Sentence Encoders on STILTs: Supplementary Training on Intermediate Labeled-data Tasks
This paper examines an innovative approach to enhancing the performance of sentence encoders through Supplementary Training on Intermediate Labeled-data Tasks (STILTs). The methodology builds upon the prevalent paradigm of pretraining models on large-scale unsupervised tasks followed by fine-tuning on specific target tasks. The central hypothesis is that incorporating an additional stage of training on data-rich supervised tasks can significantly improve model performance, particularly in data-constrained settings.
Main Contributions
- Introduction of STILTs: The authors propose STILTs, a supplementary training phase on intermediate tasks. These tasks provide additional labeled data which can bridge the gap between initial unsupervised pretraining and final supervised fine-tuning. The result is a potentially more robust and effective target task model.
- Application to Existing Models: STILTs is applied to three well-known pretrained sentence encoders: BERT, GPT, and ELMo. The authors use a selection of intermediate tasks such as MNLI, SNLI, QQP, and a custom fake-sentence-detection task to empirically validate the efficacy of STILTs.
- Performance on GLUE Benchmark: STILTs demonstrates substantial performance gains on the GLUE benchmark, particularly in tasks with limited training data.
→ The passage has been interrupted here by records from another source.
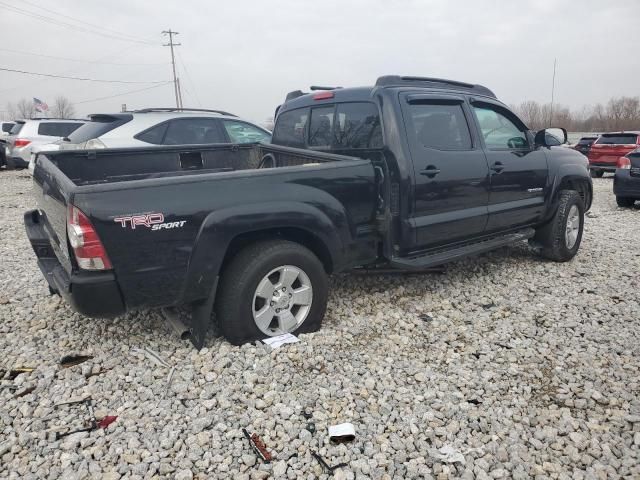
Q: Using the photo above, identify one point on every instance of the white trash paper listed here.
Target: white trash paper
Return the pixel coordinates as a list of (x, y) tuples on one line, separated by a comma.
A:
[(275, 342)]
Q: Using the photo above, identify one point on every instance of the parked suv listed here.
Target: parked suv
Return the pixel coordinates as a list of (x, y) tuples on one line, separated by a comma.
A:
[(163, 126), (26, 134), (607, 150)]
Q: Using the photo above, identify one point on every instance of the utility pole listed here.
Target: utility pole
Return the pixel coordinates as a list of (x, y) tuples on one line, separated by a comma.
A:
[(553, 90), (176, 85)]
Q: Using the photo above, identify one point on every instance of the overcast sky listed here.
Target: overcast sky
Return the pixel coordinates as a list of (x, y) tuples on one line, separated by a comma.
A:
[(244, 56)]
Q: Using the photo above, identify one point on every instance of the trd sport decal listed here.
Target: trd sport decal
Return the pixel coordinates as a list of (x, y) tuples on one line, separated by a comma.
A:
[(154, 221)]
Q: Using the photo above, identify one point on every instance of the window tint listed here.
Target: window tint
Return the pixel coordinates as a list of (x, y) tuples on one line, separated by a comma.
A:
[(99, 125), (240, 132), (291, 128), (188, 131), (440, 125), (617, 139), (497, 130), (357, 126), (154, 134), (321, 127), (55, 129)]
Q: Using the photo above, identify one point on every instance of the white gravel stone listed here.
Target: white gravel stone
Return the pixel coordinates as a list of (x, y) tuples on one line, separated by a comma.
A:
[(526, 367)]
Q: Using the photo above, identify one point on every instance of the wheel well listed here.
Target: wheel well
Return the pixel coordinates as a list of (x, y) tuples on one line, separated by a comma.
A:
[(296, 235), (581, 186)]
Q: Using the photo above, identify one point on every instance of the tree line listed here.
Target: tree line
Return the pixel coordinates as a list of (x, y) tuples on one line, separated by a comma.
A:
[(62, 107), (619, 113)]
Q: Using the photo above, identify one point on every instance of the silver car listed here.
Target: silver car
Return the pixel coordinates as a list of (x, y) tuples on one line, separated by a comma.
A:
[(28, 134)]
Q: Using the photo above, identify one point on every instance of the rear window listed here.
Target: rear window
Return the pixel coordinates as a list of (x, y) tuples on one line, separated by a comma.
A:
[(291, 128), (98, 126), (618, 139), (57, 129), (358, 126), (16, 128)]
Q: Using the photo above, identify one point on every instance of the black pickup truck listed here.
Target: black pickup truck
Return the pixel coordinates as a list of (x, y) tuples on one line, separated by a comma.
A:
[(410, 173)]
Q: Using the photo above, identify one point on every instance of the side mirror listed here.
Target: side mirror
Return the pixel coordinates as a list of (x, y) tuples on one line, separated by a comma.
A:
[(551, 137)]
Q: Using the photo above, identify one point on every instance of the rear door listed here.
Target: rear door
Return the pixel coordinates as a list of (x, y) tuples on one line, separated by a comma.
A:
[(451, 175), (518, 171)]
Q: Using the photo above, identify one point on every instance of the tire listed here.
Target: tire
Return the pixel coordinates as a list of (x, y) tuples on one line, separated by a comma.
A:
[(261, 268), (554, 236), (625, 202)]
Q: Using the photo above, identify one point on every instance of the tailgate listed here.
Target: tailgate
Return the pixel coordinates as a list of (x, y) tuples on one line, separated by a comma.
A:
[(52, 191)]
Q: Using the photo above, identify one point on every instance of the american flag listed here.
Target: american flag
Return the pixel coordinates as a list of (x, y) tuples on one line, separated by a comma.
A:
[(40, 105)]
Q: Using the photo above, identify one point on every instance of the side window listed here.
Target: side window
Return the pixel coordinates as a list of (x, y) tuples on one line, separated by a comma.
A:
[(498, 131), (61, 129), (240, 132), (190, 131), (321, 126), (357, 126), (442, 126), (291, 128), (154, 134)]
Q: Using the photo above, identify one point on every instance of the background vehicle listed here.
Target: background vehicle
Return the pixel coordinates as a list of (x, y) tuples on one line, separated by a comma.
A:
[(163, 126), (437, 170), (26, 134), (626, 183), (608, 148), (158, 126), (584, 144)]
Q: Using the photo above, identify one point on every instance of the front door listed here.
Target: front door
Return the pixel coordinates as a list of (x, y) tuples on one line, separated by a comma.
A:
[(518, 170), (451, 175)]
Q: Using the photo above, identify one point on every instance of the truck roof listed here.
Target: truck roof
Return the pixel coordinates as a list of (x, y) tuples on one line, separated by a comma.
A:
[(298, 98)]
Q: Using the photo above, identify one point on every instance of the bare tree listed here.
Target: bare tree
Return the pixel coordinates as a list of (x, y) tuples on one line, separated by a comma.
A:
[(63, 108), (22, 109)]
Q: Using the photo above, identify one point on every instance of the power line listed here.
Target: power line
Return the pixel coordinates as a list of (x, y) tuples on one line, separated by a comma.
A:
[(79, 60), (123, 93), (72, 78), (176, 85), (69, 25), (84, 22), (191, 83)]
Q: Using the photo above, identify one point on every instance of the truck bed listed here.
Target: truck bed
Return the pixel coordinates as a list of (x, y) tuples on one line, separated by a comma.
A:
[(207, 196)]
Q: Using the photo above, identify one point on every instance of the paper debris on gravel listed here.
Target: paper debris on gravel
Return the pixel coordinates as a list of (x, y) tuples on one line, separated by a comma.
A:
[(275, 342), (448, 454)]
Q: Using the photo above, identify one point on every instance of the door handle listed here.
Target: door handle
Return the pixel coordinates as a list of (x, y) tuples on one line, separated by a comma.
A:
[(497, 167), (431, 171)]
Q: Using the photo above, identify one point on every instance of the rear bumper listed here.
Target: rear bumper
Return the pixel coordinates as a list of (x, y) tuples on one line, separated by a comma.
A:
[(95, 294), (626, 185)]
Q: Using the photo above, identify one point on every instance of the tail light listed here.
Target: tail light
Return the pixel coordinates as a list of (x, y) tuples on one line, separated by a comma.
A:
[(624, 163), (87, 247)]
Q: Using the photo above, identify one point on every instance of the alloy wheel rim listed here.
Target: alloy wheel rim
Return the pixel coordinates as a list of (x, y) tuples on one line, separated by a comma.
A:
[(282, 300), (573, 227)]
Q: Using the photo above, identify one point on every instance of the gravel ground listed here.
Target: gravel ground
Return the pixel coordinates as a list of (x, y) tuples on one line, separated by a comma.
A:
[(524, 367)]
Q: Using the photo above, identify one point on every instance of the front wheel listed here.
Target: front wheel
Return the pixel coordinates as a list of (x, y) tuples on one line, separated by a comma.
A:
[(561, 237), (625, 202), (271, 288)]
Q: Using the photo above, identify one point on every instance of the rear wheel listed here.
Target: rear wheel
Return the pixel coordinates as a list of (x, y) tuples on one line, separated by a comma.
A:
[(561, 237), (625, 202), (271, 288)]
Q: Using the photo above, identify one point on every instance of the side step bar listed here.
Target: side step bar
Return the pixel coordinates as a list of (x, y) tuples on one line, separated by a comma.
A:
[(418, 262)]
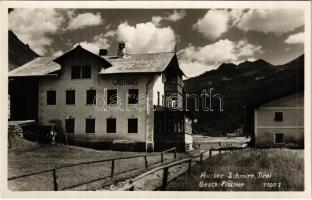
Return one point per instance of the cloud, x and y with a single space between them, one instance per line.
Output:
98 42
57 53
176 15
271 20
216 22
196 60
33 26
83 20
146 38
173 17
297 38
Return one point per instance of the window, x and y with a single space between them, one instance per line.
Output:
86 72
133 96
279 138
279 116
111 125
90 125
70 97
51 97
75 72
91 96
70 125
111 96
79 72
132 125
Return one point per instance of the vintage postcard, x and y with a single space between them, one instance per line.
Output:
156 99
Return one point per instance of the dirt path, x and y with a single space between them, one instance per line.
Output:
28 157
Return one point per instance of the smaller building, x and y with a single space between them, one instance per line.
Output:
280 122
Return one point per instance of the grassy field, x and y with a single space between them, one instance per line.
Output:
27 157
280 170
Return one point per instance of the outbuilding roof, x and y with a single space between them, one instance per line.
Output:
40 66
138 63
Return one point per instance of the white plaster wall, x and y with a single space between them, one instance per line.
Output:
80 111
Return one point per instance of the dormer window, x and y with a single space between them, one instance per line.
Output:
81 72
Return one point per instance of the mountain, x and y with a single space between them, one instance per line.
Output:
19 53
241 86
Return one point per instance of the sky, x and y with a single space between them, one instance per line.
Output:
202 38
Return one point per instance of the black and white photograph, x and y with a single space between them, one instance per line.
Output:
194 99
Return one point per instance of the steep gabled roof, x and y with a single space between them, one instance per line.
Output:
132 63
78 50
139 63
40 66
19 53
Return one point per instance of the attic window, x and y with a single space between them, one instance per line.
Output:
279 116
81 72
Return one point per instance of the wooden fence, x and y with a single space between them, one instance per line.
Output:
54 170
165 168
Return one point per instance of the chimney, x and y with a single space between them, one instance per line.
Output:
121 50
103 52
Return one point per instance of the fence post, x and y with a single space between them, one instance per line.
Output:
190 166
175 153
113 166
165 179
145 159
10 143
132 185
54 180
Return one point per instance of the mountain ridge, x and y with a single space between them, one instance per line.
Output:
243 85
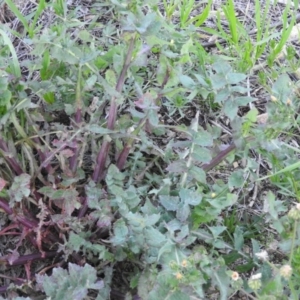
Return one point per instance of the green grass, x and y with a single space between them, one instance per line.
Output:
132 159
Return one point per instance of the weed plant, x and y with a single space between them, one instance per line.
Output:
121 196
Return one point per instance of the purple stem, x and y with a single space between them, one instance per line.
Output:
21 219
103 153
11 161
27 258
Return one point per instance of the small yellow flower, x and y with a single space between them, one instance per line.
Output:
286 271
184 263
235 276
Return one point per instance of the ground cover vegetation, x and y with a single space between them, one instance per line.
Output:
149 150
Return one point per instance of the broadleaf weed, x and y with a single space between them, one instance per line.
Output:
124 191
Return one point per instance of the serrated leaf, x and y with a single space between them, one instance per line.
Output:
169 202
238 238
217 230
190 197
178 295
152 220
70 285
201 154
183 212
221 279
198 174
270 205
154 237
120 233
202 138
20 188
187 81
236 179
230 109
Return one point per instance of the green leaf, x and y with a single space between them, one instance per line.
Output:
221 279
236 179
70 285
198 174
201 154
270 205
202 138
154 237
190 197
230 109
120 233
20 188
217 230
178 295
234 78
169 203
183 212
238 238
187 81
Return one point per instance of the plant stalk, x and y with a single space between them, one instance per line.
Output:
103 153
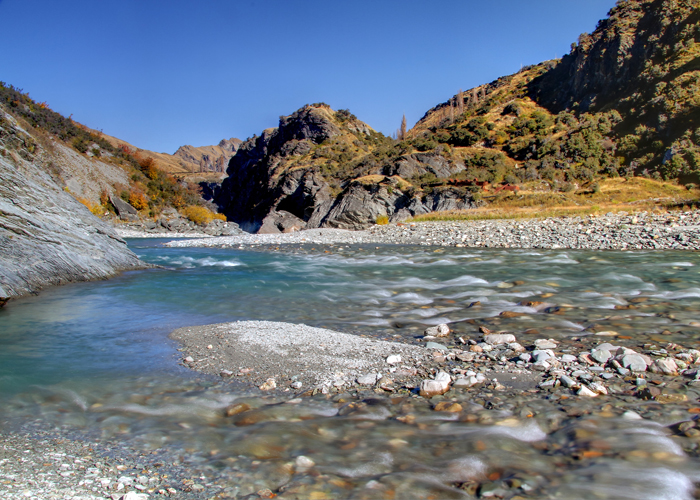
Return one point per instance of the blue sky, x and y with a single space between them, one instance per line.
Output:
163 73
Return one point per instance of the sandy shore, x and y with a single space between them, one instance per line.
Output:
621 231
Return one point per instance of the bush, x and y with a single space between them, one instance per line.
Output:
200 215
138 200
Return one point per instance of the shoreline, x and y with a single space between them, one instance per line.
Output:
621 231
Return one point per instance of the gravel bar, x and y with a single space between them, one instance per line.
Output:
620 231
292 355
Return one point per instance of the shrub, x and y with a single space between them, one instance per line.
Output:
138 200
198 215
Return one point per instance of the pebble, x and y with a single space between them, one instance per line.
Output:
666 366
438 386
634 362
544 344
394 359
438 331
585 391
435 345
499 338
606 232
601 355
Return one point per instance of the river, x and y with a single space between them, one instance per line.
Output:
95 358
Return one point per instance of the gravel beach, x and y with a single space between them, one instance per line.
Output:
620 231
657 381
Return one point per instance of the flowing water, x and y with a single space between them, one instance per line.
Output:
95 358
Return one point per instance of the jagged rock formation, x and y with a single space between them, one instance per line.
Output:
322 168
624 102
187 160
46 236
209 158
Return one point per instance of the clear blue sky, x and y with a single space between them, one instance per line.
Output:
163 73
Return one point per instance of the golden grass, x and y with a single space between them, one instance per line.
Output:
615 195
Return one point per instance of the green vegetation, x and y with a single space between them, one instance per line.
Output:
201 215
150 188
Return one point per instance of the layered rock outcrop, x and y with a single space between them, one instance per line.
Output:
46 236
284 180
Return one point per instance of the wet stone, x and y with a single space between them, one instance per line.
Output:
601 355
499 338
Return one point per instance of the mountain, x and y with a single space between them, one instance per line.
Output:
624 102
209 158
322 167
47 237
188 162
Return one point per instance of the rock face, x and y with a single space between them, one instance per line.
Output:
208 158
46 236
279 180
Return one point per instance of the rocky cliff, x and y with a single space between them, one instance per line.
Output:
325 168
625 101
46 236
188 161
209 158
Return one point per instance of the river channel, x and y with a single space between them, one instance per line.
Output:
93 361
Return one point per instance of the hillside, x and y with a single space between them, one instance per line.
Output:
322 167
47 237
625 102
96 168
188 162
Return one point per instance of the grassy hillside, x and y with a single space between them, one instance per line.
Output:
625 102
150 188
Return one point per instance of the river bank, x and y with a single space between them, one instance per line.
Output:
562 409
620 231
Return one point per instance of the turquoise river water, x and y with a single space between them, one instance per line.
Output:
95 357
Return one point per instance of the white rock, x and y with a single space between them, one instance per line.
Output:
516 347
568 381
499 338
547 384
630 415
394 359
598 388
546 344
541 366
541 355
634 362
132 495
268 385
303 463
443 378
667 366
438 331
601 355
585 391
369 379
465 382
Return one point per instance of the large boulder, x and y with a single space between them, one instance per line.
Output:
125 211
281 222
46 236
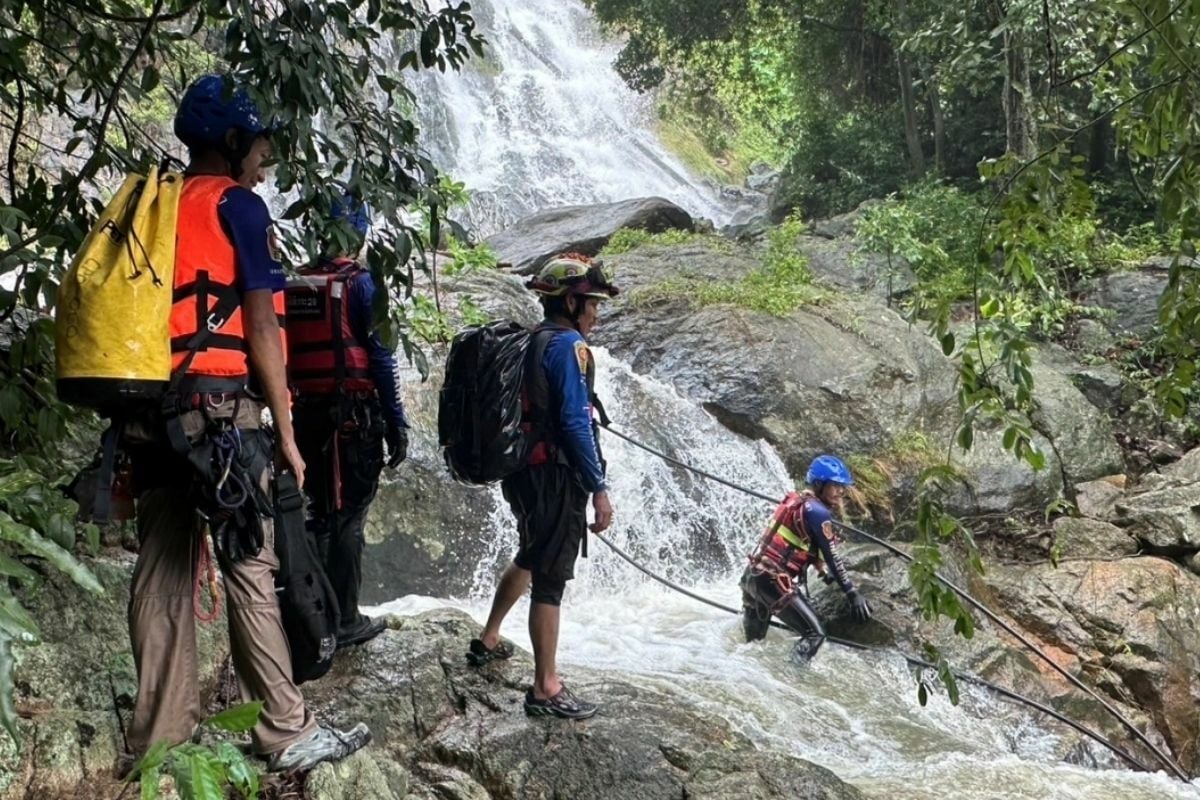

Notably, BERT fine-tuned with STILTs achieves a GLUE score of 81.8, setting a new state of the art at the time.
- Reduced Variance in Training: Additionally, STILTs reduces variance in model performance across random restarts, which is particularly beneficial for tasks with small datasets where fine-tuning can be unstable.
- Data-Constrained Regimes: The paper includes experiments that simulate data-constrained scenarios by limiting the training set to 1k and 5k examples. In such regimes, STILTs provides even more pronounced performance gains, reinforcing its utility in real-world situations where labeled data is often scarce.
Implications and Future Directions
The findings suggest that STILTs can be a valuable extension to the current pretraining and fine-tuning paradigm, offering improvements in both accuracy and stability. This approach allows for a more effective use of the intermediate tasks that share some structural similarity with the target tasks, or are simply data-rich.
Future work could explore a broader selection of intermediate tasks and paper the interactions between different intermediate and target tasks to fully exploit STILTs' potential. Additionally, this approach could be valuable beyond natural language tasks, extending to various domains involving structured prediction problems.
Overall, STILTs represents a strategic enhancement to model training processes, advocating for a more nuanced view of transfer learning in the context of deep LLMs.